La décision de la Cour canadienne de l’impôt est à l’effet que si un montant ne peut être payé par une fiducie aux termes de l’acte de fiducie, un tel montant ne peut être considéré comme étant «devenue à payer» au sens de l’alinéa 104(6)b) LIR. La décision de la CCI n’a pas été portée en appel.

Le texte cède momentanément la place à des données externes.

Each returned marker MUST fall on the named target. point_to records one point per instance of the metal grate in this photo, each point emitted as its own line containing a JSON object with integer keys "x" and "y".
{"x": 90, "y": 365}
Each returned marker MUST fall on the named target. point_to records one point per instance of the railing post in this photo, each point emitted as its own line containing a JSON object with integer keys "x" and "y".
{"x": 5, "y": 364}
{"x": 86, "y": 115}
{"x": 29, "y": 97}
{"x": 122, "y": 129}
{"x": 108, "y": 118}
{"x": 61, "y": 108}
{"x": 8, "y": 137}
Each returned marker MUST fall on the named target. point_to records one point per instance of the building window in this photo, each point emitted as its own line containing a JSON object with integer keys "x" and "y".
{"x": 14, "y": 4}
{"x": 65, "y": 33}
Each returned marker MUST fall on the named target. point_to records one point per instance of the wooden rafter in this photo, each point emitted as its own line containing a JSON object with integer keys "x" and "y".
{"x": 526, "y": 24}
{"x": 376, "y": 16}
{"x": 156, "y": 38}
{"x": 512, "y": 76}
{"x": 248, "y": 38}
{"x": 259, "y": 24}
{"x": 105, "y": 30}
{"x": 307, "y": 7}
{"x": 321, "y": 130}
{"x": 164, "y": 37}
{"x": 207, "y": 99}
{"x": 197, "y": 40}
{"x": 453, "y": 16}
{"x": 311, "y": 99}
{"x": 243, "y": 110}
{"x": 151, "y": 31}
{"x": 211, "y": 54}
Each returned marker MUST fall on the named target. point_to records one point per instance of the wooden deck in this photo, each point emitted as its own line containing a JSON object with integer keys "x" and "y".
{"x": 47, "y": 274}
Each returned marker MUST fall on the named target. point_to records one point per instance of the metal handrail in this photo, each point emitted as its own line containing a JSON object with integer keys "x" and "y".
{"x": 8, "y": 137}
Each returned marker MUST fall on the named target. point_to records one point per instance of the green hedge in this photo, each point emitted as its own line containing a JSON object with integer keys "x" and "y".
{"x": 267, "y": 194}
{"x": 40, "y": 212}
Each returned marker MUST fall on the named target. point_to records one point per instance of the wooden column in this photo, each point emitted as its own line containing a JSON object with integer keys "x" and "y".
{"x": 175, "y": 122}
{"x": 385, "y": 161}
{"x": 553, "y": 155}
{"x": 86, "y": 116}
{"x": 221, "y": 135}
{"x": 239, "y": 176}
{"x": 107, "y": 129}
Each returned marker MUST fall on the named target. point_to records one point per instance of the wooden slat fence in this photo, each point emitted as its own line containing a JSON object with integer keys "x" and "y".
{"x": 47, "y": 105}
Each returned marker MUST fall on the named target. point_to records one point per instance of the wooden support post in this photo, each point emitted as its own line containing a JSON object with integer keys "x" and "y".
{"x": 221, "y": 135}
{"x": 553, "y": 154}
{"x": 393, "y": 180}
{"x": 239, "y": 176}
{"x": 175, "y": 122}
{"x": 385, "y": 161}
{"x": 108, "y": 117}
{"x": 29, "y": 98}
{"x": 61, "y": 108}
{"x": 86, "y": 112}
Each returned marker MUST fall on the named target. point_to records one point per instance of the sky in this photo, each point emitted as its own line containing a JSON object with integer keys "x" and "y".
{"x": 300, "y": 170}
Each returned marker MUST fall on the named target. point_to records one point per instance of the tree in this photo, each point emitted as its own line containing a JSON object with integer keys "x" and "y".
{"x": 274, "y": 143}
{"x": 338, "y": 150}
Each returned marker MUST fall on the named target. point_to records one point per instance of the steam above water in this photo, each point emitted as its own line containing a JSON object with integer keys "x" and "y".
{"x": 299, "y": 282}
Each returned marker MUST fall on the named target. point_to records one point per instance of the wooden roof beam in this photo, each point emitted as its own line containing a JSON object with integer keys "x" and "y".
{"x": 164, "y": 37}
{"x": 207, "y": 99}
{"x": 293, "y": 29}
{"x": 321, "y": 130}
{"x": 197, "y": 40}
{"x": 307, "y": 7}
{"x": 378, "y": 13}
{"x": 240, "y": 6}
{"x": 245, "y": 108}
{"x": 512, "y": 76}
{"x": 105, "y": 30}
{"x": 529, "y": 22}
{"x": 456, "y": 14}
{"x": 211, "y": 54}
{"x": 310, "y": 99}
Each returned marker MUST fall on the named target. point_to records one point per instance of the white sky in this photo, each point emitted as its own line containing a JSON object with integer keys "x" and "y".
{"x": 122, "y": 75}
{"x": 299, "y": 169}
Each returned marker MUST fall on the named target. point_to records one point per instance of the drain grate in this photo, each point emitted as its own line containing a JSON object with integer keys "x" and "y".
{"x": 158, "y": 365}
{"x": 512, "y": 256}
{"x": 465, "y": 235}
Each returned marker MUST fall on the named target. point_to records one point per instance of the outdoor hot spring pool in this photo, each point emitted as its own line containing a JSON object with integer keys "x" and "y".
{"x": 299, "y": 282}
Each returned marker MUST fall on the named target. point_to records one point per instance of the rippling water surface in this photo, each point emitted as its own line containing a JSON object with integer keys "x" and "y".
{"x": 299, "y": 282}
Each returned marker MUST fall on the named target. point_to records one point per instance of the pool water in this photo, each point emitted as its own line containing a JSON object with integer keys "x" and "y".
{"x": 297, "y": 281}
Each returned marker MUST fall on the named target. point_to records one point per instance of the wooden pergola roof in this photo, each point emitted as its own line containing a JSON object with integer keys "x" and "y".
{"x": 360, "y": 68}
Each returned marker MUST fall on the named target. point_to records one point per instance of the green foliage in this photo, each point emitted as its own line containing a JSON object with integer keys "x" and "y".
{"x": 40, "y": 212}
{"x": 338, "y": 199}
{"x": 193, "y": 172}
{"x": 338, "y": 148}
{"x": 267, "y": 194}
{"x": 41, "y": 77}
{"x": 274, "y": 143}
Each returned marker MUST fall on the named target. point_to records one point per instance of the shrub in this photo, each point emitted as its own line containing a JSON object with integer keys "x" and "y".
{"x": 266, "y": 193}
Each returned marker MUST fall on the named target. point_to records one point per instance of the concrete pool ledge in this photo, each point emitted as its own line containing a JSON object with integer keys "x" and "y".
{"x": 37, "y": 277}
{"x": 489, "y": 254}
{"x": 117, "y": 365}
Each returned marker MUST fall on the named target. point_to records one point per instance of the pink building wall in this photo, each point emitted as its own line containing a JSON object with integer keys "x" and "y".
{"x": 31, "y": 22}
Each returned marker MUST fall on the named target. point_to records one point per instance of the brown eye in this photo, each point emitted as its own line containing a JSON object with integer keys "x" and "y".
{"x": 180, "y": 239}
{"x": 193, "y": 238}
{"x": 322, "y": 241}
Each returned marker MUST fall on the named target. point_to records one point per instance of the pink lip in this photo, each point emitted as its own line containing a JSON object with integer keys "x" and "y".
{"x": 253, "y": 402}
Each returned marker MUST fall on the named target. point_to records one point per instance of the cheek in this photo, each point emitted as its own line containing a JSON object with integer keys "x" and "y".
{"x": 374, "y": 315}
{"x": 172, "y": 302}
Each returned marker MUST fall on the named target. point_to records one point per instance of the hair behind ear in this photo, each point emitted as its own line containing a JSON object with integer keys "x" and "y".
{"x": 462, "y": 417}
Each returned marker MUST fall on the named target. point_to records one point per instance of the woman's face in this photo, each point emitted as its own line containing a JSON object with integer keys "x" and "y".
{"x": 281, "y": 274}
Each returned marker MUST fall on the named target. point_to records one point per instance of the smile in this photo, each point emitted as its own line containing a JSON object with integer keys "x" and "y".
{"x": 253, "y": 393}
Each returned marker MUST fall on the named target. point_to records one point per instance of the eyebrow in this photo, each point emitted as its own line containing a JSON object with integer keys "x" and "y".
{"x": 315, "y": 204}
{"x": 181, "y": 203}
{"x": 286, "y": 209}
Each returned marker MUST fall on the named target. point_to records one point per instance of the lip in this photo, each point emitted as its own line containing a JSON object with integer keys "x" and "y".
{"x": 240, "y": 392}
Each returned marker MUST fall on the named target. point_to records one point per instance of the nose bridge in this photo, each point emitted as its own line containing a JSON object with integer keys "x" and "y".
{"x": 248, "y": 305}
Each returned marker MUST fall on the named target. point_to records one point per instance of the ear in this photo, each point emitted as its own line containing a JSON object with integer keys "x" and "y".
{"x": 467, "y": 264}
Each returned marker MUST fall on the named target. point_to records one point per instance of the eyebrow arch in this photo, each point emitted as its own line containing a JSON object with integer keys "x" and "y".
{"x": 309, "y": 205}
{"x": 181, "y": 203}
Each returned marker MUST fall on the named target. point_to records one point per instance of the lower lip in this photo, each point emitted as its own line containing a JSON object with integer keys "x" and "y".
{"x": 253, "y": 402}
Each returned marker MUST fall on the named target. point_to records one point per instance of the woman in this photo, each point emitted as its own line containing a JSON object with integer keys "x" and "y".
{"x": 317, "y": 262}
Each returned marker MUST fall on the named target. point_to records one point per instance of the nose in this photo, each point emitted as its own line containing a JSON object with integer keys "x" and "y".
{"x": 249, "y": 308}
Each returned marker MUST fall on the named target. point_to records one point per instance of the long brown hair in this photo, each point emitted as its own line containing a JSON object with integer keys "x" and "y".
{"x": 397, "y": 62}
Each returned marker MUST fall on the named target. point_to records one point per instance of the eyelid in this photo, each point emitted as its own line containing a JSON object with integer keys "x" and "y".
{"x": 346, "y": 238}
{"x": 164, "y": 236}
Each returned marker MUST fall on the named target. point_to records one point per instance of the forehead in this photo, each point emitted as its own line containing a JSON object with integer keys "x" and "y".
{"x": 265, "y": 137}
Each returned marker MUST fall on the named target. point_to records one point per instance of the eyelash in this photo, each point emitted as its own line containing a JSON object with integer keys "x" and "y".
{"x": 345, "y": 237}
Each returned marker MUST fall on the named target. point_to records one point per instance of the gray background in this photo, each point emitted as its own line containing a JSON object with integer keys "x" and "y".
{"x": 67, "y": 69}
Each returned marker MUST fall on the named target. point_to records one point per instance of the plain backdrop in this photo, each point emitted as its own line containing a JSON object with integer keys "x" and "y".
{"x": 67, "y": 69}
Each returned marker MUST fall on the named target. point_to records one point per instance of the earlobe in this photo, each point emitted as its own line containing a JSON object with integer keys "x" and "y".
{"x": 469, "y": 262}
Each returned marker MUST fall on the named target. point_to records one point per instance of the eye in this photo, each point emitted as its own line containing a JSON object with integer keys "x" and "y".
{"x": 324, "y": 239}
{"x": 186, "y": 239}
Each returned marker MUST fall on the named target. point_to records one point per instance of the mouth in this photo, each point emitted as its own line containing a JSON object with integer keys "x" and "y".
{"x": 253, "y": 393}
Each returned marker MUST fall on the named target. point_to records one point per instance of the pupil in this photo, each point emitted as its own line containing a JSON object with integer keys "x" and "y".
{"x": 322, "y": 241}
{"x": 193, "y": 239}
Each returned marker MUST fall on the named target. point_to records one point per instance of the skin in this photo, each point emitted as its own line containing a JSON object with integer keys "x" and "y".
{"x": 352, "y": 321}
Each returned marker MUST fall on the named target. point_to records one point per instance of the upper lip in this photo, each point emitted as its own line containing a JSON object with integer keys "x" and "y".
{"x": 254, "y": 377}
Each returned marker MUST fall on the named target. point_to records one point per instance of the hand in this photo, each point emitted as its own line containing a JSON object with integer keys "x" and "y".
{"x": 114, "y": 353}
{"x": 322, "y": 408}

L’ARC a indiqué que cette décision confirme sa position de longue date quant à l’interprétation à donner à l’expression «devenue à payer» dans le contexte de l’application des dispositions de la LIR telles qu’applicables aux fiducies. L’ARC fait par ailleurs référence à l’interprétation technique (TWF) 2005-0159081I7, Timing of income inclusion for trust beneficiary (3 mars 2006), qui traite en détail de la question de savoir si un montant est «devenue à payer» aux fins de l’application des paragraphes 104(6) et (13) LIR. L’ARC indique que la décision Kissel Family Trust confirme son analyse telle que décrite dans cette interprétation technique.
La décision Kissel Family Trust rappelle donc l’importance pour les fiduciaires de s’assurer que les paiements effectués par une fiducie à ses bénéficiaires se font en conformité avec les dispositions de l’acte de fiducie particulièrement lorsqu’il est question d’attribuer un gain en capital réalisé par la fiducie dans le but de permettre au bénéficiaire de réclamer son exonération pour gain en capital à l’égard du gain en capital ainsi attribué.
- ARC, Interprétation technique (TWF) 2024-1010241C6, STEP 2024, Q10 — Update on trust / estate issues, 4 septembre 2024.